Verändert hat sich nicht nur der Inhalt, sondern auch die Form. „Auf der inhaltlichen Ebene wurden Elemente der Marktkorrektur reduziert und Elemente der Markteffizienz gestärkt“, so der AK-Experte. „Auf Ebene der Form sind EU-Richtlinien im Sinne von Mindeststandards immer weniger geworden. Stattdessen setzt man auf rechtlich unverbindliche Methoden.“ Letzteres bringt auch EU-Parlamentarierin Evelyn Regner in Rage, und sie zieht Parallelen zu Österreich. Denn hierzulande hat die Regierung erst kürzlich die Regeln im Kampf gegen Lohn- und Sozialdumping aufgeweicht, für die sich unter anderem Regner im EU-Parlament eingesetzt hatte. „Es ist wirklich ein Hohn, eine echte Ohrfeige und ein schlechter Witz, wenn man sich bemüht, solche Regeln zu bekommen, und dann hat man eine Regierung, die die Regeln so anwendet, dass es reicht, für einen illegal Beschäftigten Strafe zu zahlen, auch wenn man mehrere erwischt – und die meint, es sei besser zu verwarnen, als zu bestrafen.“ Sie sieht darin geradezu eine Einladung für jene, die „Gesetze nicht achten wollen und Leute ausbeuten. Das ist wirklich eine Ohrfeige für GewerkschafterInnen und für all jene, die sich ans Recht halten wollen“, macht Regner ihrem Ärger Luft.
„Letztendlich wird Europa nur mit fairem Wettbewerb und sozialer Marktwirtschaft funktionieren. Selbstverständlich muss es dann auch entsprechende Kontrollmaßnahmen geben. Derzeit beschäftigen uns etwa die Briefkastenfirmen besonders, nicht nur was die Steuern betrifft, sondern auch was Lohn- und Sozialdumping anbelangt. Das gilt es zu bekämpfen, und zwar überall.“
Evelyn Regner
So manche wichtigen Regelungen werden also von den Mitgliedstaaten verwässert. Bei einigen Themen wiederum hat nur die EU genug Gewicht, um überhaupt etwas bewirken zu können, wie Regner betont. „Die ganz Großen, also Google, Amazon und Co, zahlen ja quasi keine Steuern. Wie kann man die erwischen, und zwar wirklich erwischen? Das kann man in Europa nur über die Kommission, die über die Wettbewerbsprüfung ja wirklich auch Instrumente in der Hand hat, um ganz empfindliche Strafen – nämlich in Milliardenhöhe – zu verhängen.
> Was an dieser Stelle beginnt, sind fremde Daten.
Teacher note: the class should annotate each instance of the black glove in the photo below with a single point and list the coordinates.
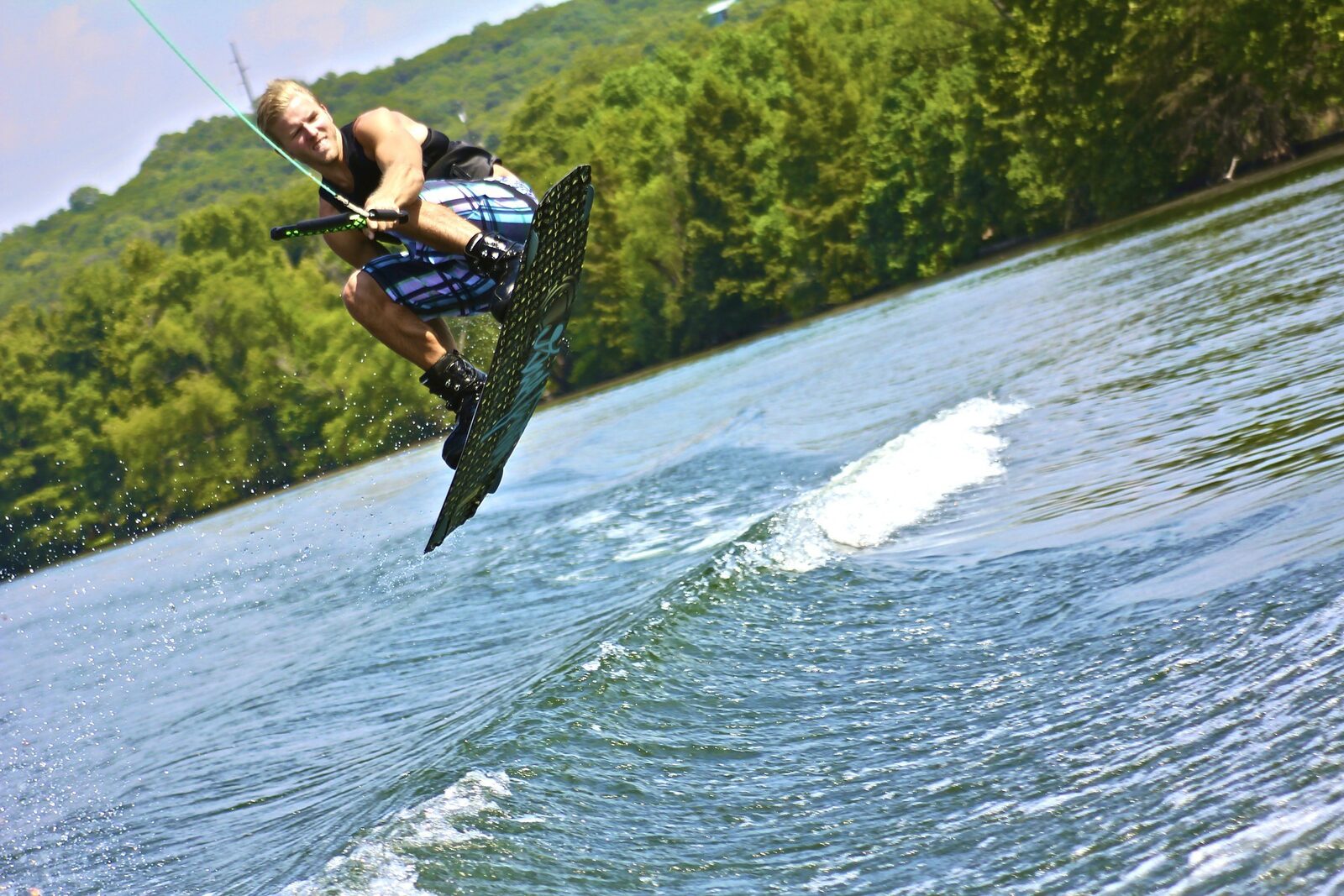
(497, 258)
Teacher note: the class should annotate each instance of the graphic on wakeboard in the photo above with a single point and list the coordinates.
(530, 340)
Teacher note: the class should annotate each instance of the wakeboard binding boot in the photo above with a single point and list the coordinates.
(497, 258)
(460, 385)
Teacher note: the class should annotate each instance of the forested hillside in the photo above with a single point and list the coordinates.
(752, 174)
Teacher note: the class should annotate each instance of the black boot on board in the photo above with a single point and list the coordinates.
(460, 385)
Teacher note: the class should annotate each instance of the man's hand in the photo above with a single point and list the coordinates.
(382, 202)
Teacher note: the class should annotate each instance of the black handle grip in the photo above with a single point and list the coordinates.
(336, 223)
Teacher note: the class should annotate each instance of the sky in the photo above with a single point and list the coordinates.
(91, 86)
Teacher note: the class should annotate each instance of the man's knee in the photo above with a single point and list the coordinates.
(363, 296)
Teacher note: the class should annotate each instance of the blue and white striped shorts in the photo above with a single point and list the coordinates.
(436, 284)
Und das tut sie auch“, hält die EU-Parlamentarierin fest. „Allein dieser Bereich ist eine solche Legitimation für eine Stärkung der EU-Institutionen, dass ich mir denke, dass es sich allein dafür auszahlt, wählen zu gehen und das einzufordern – abgesehen von allen anderen Gründen, die dafürsprechen.“
Zurück zum sozialen Europa, dem Kommissionspräsident Juncker wieder Leben einzuhauchen versprach. AK-Experte Soukup hält diese Initiativen für viel zu wenig weitreichend, vor allem vermutet er eine andere Motivation hinter den Bemühungen, als jene, die soziale Schieflage effektiv anzugehen: „Die Kommission verspürt einen gewissen Druck, dass die EU doch auch ein soziales Gesicht haben soll.“ Denn dass die EU in einer Vertrauenskrise ist, hat sich freilich auch in Brüssel herumgesprochen. Entsprechende Initiativen in diese Richtung seien aber mit Vorsicht zu genießen, so der AK-Experte. „Die Europäische Säule sozialer Rechte ist eine Liste rechtlich unverbindlicher Prinzipien. Diese klingen zwar schön, nur entfalten sie an sich noch keine rechtliche Wirkung“, mahnt Soukup.